Assignment to a prvalue in C++

Question

I was exploring a cppreference page about value categories and found some strange syntax in an example (the second extended content):

#include <iostream>
 
struct S
{
    S() : m{42} {}
    S(int a) : m{a} {}
    int m;
};
 
int main()
{
    S s;
 
    // Expression `S{}` is prvalue
    // May appear on the right-hand side of an assignment expression
    s = S{};
 
    std::cout << s.m << '\n';
 
    // Expression `S{}` is prvalue
    // Can be used on the left-hand side too
    std::cout << (S{} = S{7}).m << '\n';
}

Look at the last line of main(). There is an assignment S{} = S{7} that is very awkward. We can do this even simpler:

#include <iostream>

struct S {
    int m = 1;
};

int main()
{
    std::cout << (S{} = S{}).m << '\n';
}

Compiler shows no warning or errors and everything is completely fine. That could be okay, but I think the documentation says it must be impossible. Quoting the same page:

An rvalue can't be used as the left-hand operand of the built-in assignment or compound assignment operators.

I guess S{} is a prvalue, and all other conditions are met also. So, how does C++ converts this prvalue into an lvalue?

Answer 1

The quote says "built-in assignment".

You are not using a built-in assignment. The built-in assignment operator operates on non-class types. You are using the assignment operator overload S& operator=(S&&); implicitly-declared as non-static member function of S. In other words, after overload resolution S{} = S{} is equivalent to

S{}.operator=(S{})

Calling a non-static member function (without reference-qualifiers) on a prvalue is permitted. It behaves just like binding the S{} parameter in the argument to the reference parameter: A temporary object of type S is created and initialized from the prvalue and this in the operator= overload refers to this temporary object, which lives until the end of the full-expression in which it was created.

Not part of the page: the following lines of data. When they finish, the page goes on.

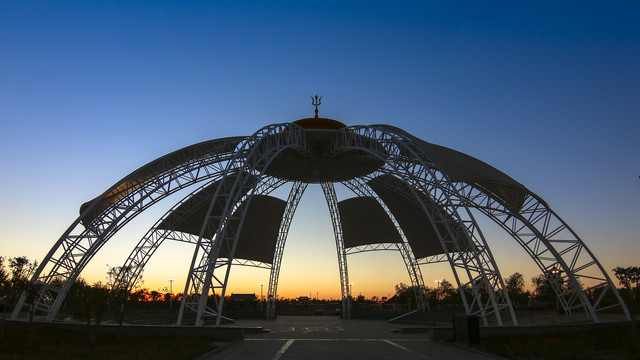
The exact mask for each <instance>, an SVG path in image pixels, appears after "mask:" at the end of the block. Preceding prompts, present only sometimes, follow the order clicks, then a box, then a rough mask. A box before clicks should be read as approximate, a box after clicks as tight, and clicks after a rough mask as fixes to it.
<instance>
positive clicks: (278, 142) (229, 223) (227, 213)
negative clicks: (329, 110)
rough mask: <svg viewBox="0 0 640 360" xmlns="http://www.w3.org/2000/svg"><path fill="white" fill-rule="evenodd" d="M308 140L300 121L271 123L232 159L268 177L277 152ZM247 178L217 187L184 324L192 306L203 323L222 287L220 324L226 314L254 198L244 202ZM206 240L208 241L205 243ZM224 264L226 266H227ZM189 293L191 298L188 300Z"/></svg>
mask: <svg viewBox="0 0 640 360" xmlns="http://www.w3.org/2000/svg"><path fill="white" fill-rule="evenodd" d="M305 141H306V140H305V134H304V130H303V128H302V127H300V126H299V125H297V124H293V123H287V124H281V125H279V126H267V127H264V128H262V129H261V130H260V131H258V132H257V133H256V134H254V135H253V136H252V137H251V139H250V141H247V142H246V143H245V144H244V149H246V152H247V153H246V156H238V157H236V158H234V159H233V161H232V162H231V163H232V165H233V167H235V168H238V169H243V170H244V171H248V172H250V173H254V172H255V173H257V174H258V177H264V176H265V175H264V171H265V170H266V168H267V167H268V166H269V164H270V163H271V161H273V159H274V158H275V156H276V155H277V154H279V153H280V152H281V151H283V150H284V149H286V148H296V147H302V146H303V144H304V143H305ZM243 155H244V154H243ZM241 174H242V173H241ZM267 177H268V176H267ZM247 181H248V180H247V179H245V178H244V177H243V176H242V175H241V176H238V177H236V180H235V181H234V182H233V184H226V183H225V182H221V183H220V186H219V187H218V189H217V190H216V195H215V196H214V198H213V199H212V201H211V204H210V206H209V210H208V211H207V215H206V216H205V220H204V221H203V225H202V229H201V231H200V235H199V241H198V242H199V244H198V247H197V248H196V252H194V257H193V260H192V262H191V267H190V270H189V277H188V278H187V281H186V284H185V291H184V294H185V295H187V294H190V295H189V296H183V298H182V303H181V305H180V313H179V315H178V324H181V321H182V315H183V314H184V310H185V308H192V309H194V310H195V311H196V322H195V325H196V326H201V325H202V317H203V315H204V314H205V312H206V311H207V305H206V303H207V298H208V294H209V290H210V289H214V290H215V289H216V288H219V289H220V290H221V294H220V297H219V298H216V297H214V302H215V305H216V311H215V312H216V315H217V316H216V325H220V322H221V318H222V315H221V311H222V308H223V305H224V296H225V291H226V287H227V281H228V279H229V272H230V270H231V261H232V260H233V257H234V253H235V247H236V244H237V241H238V235H239V233H238V230H239V229H241V228H242V223H243V221H244V215H245V213H246V209H247V208H248V206H249V203H250V201H251V197H249V198H248V199H247V201H245V202H240V197H241V195H240V194H239V192H238V190H239V189H240V188H242V187H245V186H246V185H247ZM253 190H255V189H253ZM253 190H250V191H253ZM218 194H224V195H226V199H227V201H226V206H225V207H224V211H223V213H222V215H221V216H219V221H218V222H217V223H218V225H217V229H212V228H211V226H212V222H211V221H209V219H210V218H212V216H213V215H212V214H211V212H212V209H213V205H214V201H215V198H216V197H217V196H218ZM237 209H238V210H239V211H240V213H241V216H240V217H239V218H238V219H237V220H238V222H237V227H234V226H229V224H230V220H231V215H232V214H233V213H234V212H235V211H236V210H237ZM206 230H209V231H208V233H214V232H213V230H215V235H214V236H213V238H212V239H206V238H205V237H204V234H205V231H206ZM202 242H204V243H205V244H207V245H205V246H202V245H201V243H202ZM200 248H203V249H205V253H203V254H202V256H201V259H202V260H201V262H200V265H199V266H196V262H197V258H198V256H199V255H198V249H200ZM207 250H208V251H207ZM220 259H227V261H220ZM222 268H225V269H224V270H223V269H222ZM216 269H221V270H219V271H218V274H219V273H220V271H223V272H224V275H223V276H222V277H220V276H217V275H216V274H215V270H216ZM189 297H190V298H191V300H187V298H189Z"/></svg>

Of course, that assignment is usually pointless, because the temporary object is destroyed at the end of the expression and so it doesn't matter what you assign to it. But sometimes it is useful to be able to chain member function calls on functions that return by-value, i.e. prvalues, if at the end only some result of the last member function call is needed. That's why it is allowed and permits this use without having to name each intermediate class object.

Answer 2

For historical reasons, the assignment operator the compiler generates by default is S &operator=(S &&); and NOT S &operator=(S &&) &; as one might expect. That means that you can call it on a prvalue without any error.

You can "fix" this by adding

S &operator=(S &&) & = default;

to your class definition. You probably also want

S &operator=(const S&) & = default;

those two should be the default (IMO) but for historical reasons (going back to before the introduction of rvalue types and move semantics) they are not.